MSF: Research/educational grant support (Bayer HealthCare, Genzyme); honoraria/consulting fees (Bayer HealthCare, Biogen Idec, EMD Canada, Novartis, Sanofi, Teva Canada Innovation); member of company advisory boards/board of directors/other similar group (Bayer HealthCare, Biogen Idec, Chugai, Merck Serono, Novartis, Opexa Therapeutics, Sanofi, Teva Canada Innovation).
GC: Consulting fees (Almirall, Bayer, Chugai, Excemed, Genzyme, Merck Serono, Novartis, Receptos, Sanofi, Serono Symposia International Foundation [SSIF], Teva); fees from non-CME services (Almirall, Bayer, Biogen, Excemed, Genzyme, Merck Serono, Novartis, Receptos, Sanofi, SSIF, Teva).

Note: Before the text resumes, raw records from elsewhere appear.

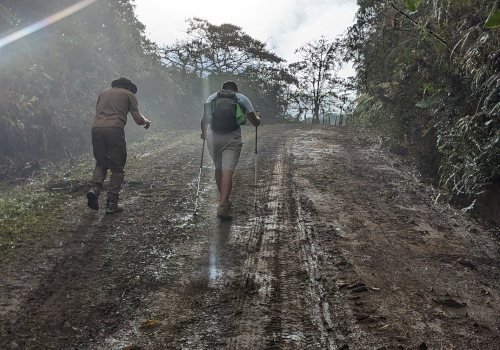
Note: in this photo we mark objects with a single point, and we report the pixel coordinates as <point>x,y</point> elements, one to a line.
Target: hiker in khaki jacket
<point>108,140</point>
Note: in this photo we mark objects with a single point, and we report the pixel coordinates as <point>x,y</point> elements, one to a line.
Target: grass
<point>30,212</point>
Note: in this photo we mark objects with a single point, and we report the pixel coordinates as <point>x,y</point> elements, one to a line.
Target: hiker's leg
<point>230,157</point>
<point>216,155</point>
<point>226,186</point>
<point>99,146</point>
<point>116,161</point>
<point>218,178</point>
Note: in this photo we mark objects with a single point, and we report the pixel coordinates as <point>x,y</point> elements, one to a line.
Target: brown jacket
<point>112,108</point>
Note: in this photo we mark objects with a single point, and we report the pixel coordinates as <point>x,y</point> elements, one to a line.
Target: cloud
<point>283,24</point>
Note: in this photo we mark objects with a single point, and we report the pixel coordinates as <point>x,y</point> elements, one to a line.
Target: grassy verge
<point>31,212</point>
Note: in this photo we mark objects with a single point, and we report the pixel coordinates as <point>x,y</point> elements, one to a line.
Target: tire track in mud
<point>282,266</point>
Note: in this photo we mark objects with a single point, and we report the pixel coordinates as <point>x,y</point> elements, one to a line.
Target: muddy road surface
<point>339,246</point>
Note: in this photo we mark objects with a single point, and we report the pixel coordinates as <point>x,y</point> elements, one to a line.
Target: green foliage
<point>412,5</point>
<point>51,78</point>
<point>315,88</point>
<point>429,80</point>
<point>215,53</point>
<point>493,21</point>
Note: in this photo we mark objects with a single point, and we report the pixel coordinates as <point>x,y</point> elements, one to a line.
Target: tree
<point>316,76</point>
<point>214,53</point>
<point>427,73</point>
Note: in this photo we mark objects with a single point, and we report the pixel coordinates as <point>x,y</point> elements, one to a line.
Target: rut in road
<point>338,247</point>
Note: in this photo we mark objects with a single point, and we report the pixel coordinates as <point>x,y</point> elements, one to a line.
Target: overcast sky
<point>283,24</point>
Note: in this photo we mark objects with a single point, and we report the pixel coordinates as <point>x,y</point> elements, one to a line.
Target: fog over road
<point>340,246</point>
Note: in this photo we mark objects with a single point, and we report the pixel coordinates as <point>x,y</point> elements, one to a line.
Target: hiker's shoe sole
<point>92,200</point>
<point>114,210</point>
<point>223,213</point>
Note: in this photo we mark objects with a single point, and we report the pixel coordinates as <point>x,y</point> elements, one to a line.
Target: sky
<point>283,24</point>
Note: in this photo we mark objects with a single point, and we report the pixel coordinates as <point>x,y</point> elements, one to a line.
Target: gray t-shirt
<point>242,101</point>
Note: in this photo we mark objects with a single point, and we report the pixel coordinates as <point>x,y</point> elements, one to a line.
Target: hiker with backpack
<point>108,140</point>
<point>224,112</point>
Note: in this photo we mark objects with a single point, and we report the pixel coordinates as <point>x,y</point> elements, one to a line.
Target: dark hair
<point>230,85</point>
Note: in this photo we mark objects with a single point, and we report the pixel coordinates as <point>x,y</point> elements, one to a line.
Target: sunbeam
<point>45,22</point>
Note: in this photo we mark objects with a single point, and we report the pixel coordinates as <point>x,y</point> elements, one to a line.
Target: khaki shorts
<point>225,150</point>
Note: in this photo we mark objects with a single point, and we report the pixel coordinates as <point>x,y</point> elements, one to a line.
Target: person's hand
<point>257,118</point>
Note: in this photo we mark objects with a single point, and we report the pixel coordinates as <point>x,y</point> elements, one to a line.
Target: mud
<point>339,246</point>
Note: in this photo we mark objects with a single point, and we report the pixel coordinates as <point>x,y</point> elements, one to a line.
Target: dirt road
<point>338,247</point>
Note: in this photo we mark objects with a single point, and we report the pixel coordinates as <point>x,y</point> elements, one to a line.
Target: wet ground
<point>339,246</point>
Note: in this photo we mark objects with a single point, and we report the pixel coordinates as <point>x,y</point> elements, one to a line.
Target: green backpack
<point>223,113</point>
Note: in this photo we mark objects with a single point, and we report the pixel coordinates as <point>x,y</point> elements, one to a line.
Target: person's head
<point>230,85</point>
<point>124,83</point>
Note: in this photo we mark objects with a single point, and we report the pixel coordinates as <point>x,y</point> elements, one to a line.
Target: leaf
<point>430,88</point>
<point>493,21</point>
<point>412,5</point>
<point>150,323</point>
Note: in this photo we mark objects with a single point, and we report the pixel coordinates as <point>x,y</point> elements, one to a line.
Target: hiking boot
<point>223,212</point>
<point>113,207</point>
<point>93,198</point>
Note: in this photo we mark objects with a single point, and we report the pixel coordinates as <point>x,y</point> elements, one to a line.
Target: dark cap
<point>230,85</point>
<point>124,83</point>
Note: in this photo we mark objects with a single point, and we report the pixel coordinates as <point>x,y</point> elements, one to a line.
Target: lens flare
<point>45,22</point>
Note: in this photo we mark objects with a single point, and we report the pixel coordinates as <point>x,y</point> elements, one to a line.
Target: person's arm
<point>140,119</point>
<point>254,118</point>
<point>204,127</point>
<point>134,111</point>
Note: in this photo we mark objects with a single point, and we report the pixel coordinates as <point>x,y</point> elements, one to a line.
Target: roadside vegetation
<point>428,79</point>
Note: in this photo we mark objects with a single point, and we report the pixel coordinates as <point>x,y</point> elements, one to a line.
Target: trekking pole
<point>256,156</point>
<point>199,179</point>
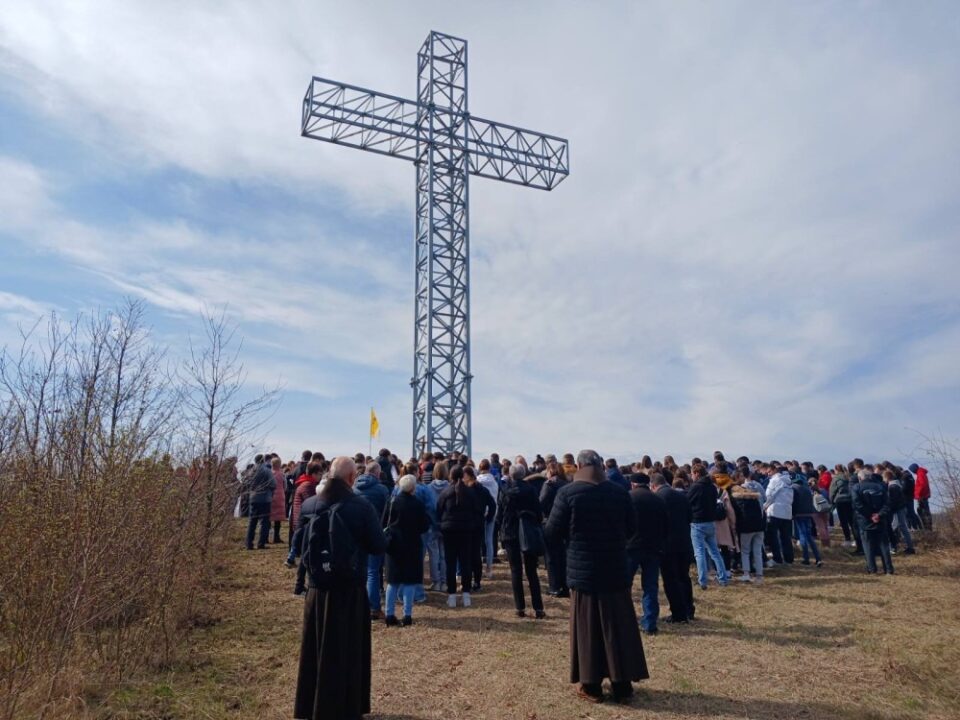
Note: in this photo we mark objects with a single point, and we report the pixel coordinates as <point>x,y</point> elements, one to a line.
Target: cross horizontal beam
<point>390,125</point>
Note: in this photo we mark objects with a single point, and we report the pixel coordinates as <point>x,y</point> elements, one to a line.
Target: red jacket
<point>306,487</point>
<point>825,479</point>
<point>921,488</point>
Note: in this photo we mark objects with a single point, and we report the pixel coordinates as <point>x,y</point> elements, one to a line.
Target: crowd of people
<point>354,523</point>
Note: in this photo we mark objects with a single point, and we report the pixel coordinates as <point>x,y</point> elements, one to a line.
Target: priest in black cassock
<point>595,518</point>
<point>334,678</point>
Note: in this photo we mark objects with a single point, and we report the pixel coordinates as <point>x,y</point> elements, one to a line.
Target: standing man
<point>678,551</point>
<point>262,484</point>
<point>704,496</point>
<point>333,680</point>
<point>645,547</point>
<point>921,492</point>
<point>594,516</point>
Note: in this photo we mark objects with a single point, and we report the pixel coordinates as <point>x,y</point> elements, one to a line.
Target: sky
<point>757,248</point>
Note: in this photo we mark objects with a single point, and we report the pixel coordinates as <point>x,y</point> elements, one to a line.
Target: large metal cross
<point>446,144</point>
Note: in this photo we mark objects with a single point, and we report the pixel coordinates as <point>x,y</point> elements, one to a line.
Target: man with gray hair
<point>604,634</point>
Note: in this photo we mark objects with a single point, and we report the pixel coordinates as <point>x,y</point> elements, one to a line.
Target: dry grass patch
<point>830,643</point>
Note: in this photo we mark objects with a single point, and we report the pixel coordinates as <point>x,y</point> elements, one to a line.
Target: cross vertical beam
<point>441,378</point>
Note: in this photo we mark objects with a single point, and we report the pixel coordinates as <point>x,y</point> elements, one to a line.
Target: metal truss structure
<point>446,145</point>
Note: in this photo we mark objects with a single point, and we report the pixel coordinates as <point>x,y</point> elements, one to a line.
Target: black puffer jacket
<point>515,498</point>
<point>595,518</point>
<point>461,515</point>
<point>652,522</point>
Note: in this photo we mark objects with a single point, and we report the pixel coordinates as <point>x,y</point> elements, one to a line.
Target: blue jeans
<point>488,543</point>
<point>259,513</point>
<point>438,568</point>
<point>704,539</point>
<point>406,593</point>
<point>804,526</point>
<point>374,563</point>
<point>649,567</point>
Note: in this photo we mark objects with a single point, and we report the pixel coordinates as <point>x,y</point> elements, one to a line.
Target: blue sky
<point>757,249</point>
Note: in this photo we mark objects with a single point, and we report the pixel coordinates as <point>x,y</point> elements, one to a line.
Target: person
<point>678,551</point>
<point>304,488</point>
<point>278,502</point>
<point>369,487</point>
<point>704,496</point>
<point>489,481</point>
<point>488,511</point>
<point>921,493</point>
<point>556,550</point>
<point>841,500</point>
<point>457,512</point>
<point>519,503</point>
<point>334,676</point>
<point>871,503</point>
<point>898,523</point>
<point>595,517</point>
<point>406,519</point>
<point>261,484</point>
<point>750,524</point>
<point>779,511</point>
<point>645,547</point>
<point>803,510</point>
<point>435,475</point>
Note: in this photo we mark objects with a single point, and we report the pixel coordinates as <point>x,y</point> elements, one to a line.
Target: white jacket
<point>490,483</point>
<point>779,502</point>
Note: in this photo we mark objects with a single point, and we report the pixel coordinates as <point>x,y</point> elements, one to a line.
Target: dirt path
<point>807,644</point>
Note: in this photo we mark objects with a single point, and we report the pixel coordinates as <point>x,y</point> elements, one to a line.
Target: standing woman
<point>278,503</point>
<point>595,517</point>
<point>519,503</point>
<point>333,679</point>
<point>457,512</point>
<point>488,510</point>
<point>406,520</point>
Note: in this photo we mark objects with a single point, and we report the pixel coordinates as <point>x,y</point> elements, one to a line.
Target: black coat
<point>679,517</point>
<point>515,498</point>
<point>652,522</point>
<point>747,508</point>
<point>703,496</point>
<point>408,518</point>
<point>595,518</point>
<point>548,493</point>
<point>462,516</point>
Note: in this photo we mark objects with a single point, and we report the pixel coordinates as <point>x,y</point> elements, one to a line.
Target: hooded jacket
<point>779,497</point>
<point>748,509</point>
<point>374,491</point>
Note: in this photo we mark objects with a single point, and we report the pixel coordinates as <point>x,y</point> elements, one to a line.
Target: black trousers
<point>675,571</point>
<point>520,563</point>
<point>556,565</point>
<point>457,551</point>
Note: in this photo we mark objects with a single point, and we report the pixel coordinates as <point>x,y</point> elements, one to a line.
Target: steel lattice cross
<point>446,144</point>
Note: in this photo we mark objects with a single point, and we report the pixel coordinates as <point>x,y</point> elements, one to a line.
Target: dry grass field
<point>808,643</point>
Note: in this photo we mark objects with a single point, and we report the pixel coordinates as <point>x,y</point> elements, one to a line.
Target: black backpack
<point>330,552</point>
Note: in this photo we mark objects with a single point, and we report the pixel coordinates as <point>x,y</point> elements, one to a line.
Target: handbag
<point>531,534</point>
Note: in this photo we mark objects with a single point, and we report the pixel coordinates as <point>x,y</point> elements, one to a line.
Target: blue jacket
<point>376,493</point>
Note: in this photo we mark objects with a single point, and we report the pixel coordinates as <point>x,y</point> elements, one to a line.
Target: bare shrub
<point>112,495</point>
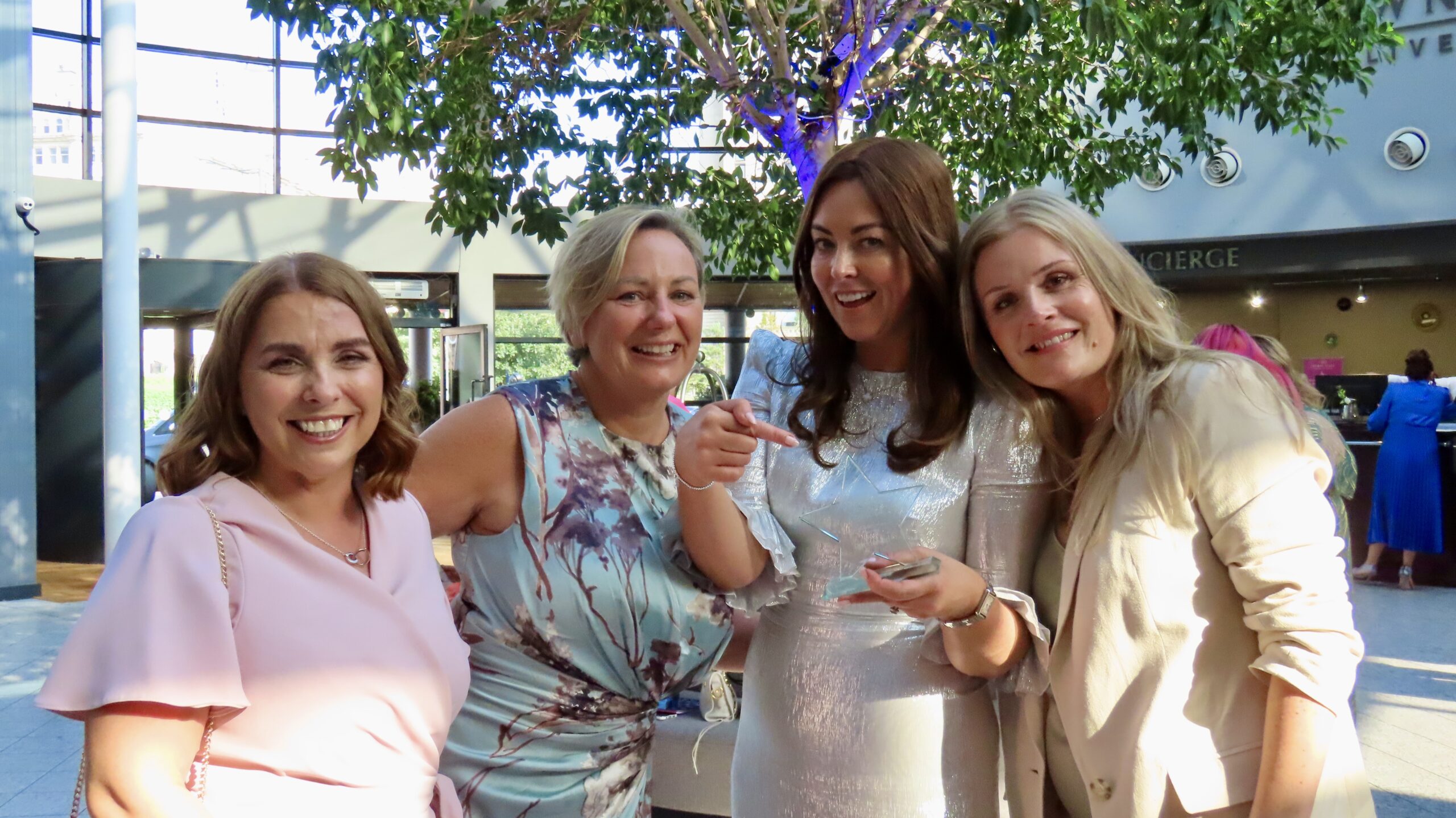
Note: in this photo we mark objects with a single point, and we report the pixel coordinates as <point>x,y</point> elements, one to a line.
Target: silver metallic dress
<point>854,710</point>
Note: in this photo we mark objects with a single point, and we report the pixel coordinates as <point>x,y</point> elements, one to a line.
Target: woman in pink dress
<point>318,663</point>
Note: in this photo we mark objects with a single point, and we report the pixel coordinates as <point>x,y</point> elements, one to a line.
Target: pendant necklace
<point>357,556</point>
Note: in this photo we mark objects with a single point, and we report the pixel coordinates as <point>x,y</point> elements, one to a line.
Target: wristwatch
<point>983,609</point>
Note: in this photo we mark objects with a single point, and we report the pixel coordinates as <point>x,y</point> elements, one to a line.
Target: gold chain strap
<point>198,778</point>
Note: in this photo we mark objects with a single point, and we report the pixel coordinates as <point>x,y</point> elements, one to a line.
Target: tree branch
<point>721,67</point>
<point>890,72</point>
<point>908,14</point>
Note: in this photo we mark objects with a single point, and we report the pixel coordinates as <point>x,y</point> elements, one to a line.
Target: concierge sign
<point>1184,259</point>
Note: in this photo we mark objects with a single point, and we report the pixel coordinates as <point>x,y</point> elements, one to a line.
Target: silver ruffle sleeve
<point>769,357</point>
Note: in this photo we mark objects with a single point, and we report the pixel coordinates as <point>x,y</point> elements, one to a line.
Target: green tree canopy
<point>501,95</point>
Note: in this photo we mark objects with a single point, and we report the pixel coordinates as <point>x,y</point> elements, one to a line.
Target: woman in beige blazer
<point>1203,645</point>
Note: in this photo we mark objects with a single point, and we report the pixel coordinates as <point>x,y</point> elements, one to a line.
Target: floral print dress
<point>578,622</point>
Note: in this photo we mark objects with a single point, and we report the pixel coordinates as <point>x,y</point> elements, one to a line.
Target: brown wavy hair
<point>214,436</point>
<point>916,199</point>
<point>1418,366</point>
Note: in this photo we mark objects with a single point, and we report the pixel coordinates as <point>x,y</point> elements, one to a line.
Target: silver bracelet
<point>692,486</point>
<point>673,466</point>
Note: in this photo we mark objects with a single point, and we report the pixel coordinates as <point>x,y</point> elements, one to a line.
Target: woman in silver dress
<point>877,709</point>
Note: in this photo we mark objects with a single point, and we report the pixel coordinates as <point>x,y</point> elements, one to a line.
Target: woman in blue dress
<point>557,493</point>
<point>1405,513</point>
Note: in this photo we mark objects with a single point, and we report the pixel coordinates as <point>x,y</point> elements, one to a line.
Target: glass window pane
<point>95,77</point>
<point>207,89</point>
<point>785,324</point>
<point>305,173</point>
<point>303,108</point>
<point>183,156</point>
<point>57,140</point>
<point>56,72</point>
<point>57,15</point>
<point>210,25</point>
<point>158,396</point>
<point>531,361</point>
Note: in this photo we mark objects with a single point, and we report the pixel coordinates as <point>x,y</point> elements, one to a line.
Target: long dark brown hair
<point>214,436</point>
<point>916,199</point>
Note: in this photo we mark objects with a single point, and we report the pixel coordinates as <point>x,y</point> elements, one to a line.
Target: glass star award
<point>855,582</point>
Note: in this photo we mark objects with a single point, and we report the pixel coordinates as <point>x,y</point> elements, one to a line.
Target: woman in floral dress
<point>555,491</point>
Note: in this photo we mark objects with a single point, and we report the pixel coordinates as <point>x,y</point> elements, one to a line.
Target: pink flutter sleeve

AEM: Consulting fees (Accordant Health Services, Acorda Therapeutics, Alkermes, Biogen Idec, EMD Serono, Genentech, Genzyme, GSK, Mallinckrodt Pharmaceuticals [Questcor], Novartis, Roche, Teva); contracted research (Biogen Idec, Genentech, Novartis, Questcor, Roche, Sanofi).
KT: Employee of Sanofi Genzyme.
PT: Employee of Sanofi Genzyme, with ownership interest.
LK: Author´s institution (University Hospital Basel) has received in last 3 years and used exclusively for research support: steering committee, advisory board, and consultancy fees (Actelion, Addex, Bayer HealthCare, Biogen Idec, Biotica, Genzyme, Lilly, Merck, Mitsubishi, Novartis, Ono Pharma, Pfizer, Receptos, Sanofi, Santhera, Siemens, Teva, UCB, XenoPort); speaker fees (Bayer HealthCare, Biogen Idec, Merck, Novartis, Sanofi, Teva); support of educational activities (Bayer HealthCare, Biogen, CSL Behring, Genzyme, Merck, Novartis, Sanofi, Teva); royalties (Neurostatus Systems GmbH); grants (Bayer HealthCare, Biogen Idec, European Union, Merck, Novartis, Roche Research Foundation, Swiss MS Society, Swiss National Research Foundation).